Ron Jadin, CFO of W.W. Grainger, says there are pros and cons to being in a short-cycle business.
Because Grainger, an $8.1-billion provider of maintenance and repair supplies and operating equipment, doesn't have a big order backlog the way longer-cycle industries typically do, “it can be hard to tell when a downturn is coming,” Jadin says. “We didn't see the downturn until the fourth quarter of '08.”
The upside is that when a downturn happens, a company like Grainger can turn on a dime and cut its costs.
“We have a lot of part-time employees in our warehouses and work centers,” he explains, “so we can have flex employment, cutting our labor costs. Managers in each location manage their labor hours every day, so if you have the right tools and reporting, you can cut part-time hours out right away.”
Jadin notes that when the economy reaccelerates, the company is able to pick up the pace quickly. “When you have the tools to show demand is picking up again, you can add people quickly,” he says, “by just adding to their hours again.”
Cutting hours isn't the only way that Jadin, who was appointed CFO in March 2008, cut Grainger's costs during the recession. “We took $100 million in inventory out of a total of $1 billion in inventory,” he says. “And we did that without hurting our service standards at all, and that's not easy.”
In fact, he says, the company was able to gain more market share during the downturn than at any time in recent memory.

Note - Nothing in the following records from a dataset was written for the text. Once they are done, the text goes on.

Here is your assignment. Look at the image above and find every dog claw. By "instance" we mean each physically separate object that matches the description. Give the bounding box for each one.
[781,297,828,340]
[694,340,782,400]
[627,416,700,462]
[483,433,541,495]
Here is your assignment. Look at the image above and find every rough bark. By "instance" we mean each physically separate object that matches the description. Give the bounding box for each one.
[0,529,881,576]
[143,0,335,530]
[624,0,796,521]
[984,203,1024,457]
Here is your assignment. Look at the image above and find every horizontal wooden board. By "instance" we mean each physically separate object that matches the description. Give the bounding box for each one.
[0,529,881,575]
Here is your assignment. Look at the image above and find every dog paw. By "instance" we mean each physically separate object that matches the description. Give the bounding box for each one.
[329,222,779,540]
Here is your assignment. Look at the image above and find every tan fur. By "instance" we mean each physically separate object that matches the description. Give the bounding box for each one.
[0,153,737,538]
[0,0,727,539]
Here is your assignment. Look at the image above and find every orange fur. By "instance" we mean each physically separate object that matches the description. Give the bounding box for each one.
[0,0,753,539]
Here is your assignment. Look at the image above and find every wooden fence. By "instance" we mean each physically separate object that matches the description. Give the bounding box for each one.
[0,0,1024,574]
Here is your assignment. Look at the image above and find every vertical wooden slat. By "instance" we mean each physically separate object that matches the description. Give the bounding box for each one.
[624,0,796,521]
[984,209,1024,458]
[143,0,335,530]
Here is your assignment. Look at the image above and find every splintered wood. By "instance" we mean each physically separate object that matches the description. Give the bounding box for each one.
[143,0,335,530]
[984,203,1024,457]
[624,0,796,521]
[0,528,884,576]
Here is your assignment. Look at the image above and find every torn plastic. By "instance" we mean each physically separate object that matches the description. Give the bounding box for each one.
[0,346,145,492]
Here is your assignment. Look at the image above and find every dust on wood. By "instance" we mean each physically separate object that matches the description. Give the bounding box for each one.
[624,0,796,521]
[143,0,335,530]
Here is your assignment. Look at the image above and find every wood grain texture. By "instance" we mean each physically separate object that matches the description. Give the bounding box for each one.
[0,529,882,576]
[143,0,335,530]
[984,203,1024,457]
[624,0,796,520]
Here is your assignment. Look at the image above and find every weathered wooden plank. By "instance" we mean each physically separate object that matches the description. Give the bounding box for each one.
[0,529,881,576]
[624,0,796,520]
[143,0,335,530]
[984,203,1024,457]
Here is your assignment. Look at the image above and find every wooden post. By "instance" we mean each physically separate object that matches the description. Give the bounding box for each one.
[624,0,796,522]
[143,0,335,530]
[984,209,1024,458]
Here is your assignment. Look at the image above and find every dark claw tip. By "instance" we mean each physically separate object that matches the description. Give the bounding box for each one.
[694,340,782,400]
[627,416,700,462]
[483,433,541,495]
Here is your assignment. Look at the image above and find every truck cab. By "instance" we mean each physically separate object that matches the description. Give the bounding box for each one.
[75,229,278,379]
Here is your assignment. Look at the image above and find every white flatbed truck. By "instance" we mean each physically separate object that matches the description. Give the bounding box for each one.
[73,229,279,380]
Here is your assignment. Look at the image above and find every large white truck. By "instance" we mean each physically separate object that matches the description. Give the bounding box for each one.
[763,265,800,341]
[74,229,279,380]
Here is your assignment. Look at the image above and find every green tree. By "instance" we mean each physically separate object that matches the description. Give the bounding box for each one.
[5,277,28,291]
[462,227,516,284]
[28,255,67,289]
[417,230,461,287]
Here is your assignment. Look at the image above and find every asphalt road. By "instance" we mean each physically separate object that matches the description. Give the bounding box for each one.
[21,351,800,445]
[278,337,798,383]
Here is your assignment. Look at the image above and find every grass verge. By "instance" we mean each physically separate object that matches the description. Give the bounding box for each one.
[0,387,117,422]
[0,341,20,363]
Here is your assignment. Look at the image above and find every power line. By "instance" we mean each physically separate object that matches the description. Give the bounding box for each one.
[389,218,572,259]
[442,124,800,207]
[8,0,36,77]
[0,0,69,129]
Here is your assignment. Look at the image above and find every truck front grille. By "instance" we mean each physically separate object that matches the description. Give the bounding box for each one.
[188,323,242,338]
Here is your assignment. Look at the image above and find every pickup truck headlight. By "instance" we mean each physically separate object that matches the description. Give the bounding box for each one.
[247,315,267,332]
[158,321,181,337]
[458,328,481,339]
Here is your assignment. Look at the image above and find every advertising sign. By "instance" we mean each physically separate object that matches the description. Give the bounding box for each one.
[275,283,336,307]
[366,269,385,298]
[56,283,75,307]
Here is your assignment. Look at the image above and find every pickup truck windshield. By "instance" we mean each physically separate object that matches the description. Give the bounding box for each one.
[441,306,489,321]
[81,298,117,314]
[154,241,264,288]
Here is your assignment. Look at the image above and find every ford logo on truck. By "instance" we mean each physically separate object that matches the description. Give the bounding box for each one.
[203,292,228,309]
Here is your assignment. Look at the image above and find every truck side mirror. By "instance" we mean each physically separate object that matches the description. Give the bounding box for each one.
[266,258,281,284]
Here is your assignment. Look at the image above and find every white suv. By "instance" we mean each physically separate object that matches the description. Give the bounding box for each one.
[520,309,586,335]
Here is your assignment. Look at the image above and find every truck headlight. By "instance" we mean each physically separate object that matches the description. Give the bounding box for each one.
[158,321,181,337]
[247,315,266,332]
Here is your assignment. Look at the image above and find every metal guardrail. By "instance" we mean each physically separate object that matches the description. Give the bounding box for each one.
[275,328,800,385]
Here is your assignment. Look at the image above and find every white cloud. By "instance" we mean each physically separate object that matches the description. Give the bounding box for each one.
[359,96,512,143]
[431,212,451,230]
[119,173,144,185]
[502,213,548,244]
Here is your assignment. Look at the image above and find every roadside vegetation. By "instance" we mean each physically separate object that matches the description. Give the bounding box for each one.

It accomplished this by micro-managing the inventory cuts, so that instead of wholesale reductions, it reduced the amount of each product on hand only slightly—for example, keeping eight of a certain type of hammer in each warehouse instead of 10.
Jadin says that through the recession, he and the rest of the company's senior management focused on providing good service to customers. While Grainger laid off 600 employees, it added 150 salespeople. He also rolled out a proprietary tool developed by the company, called KeepStock, to help Grainger's customers manage their own inventories.
Jadin also implemented a board decision to increase the company's dividend. “Our earnings were down 10% in 2009, but we increased our dividend by 14%,” he says. “The shareholders loved it!”
Jadin, who joined Lake Forest, Ill.-based Grainger in 1998 after serving as a financial analyst at General Electric, says that after he was named CFO, he “introduced more of a contingency-planning mind-set—because you have to have a playbook.”
That contingency planning includes strategies to extend the strong performance of Grainger's stock in recent years.
“We are currently in the top 3% to 5% in total shareholder return,” he says. “Well, nobody repeats that. You can't do the same thing for five more years that you did for the past five. We need a new strategy. We need to put a lot of effort into figuring out what to keep and what are the important things to focus on.”
One focus is global growth, Jadin says. “We're still 75% in the U.S., and we think we need to grow more outside the U.S.”
The other area he wants to focus on is e-business. “We're the 15th-largest e-tailer with $2 billion a year in sales,” Jadin says. “There's a huge opportunity for moving more of our business to the Internet over the next five years.”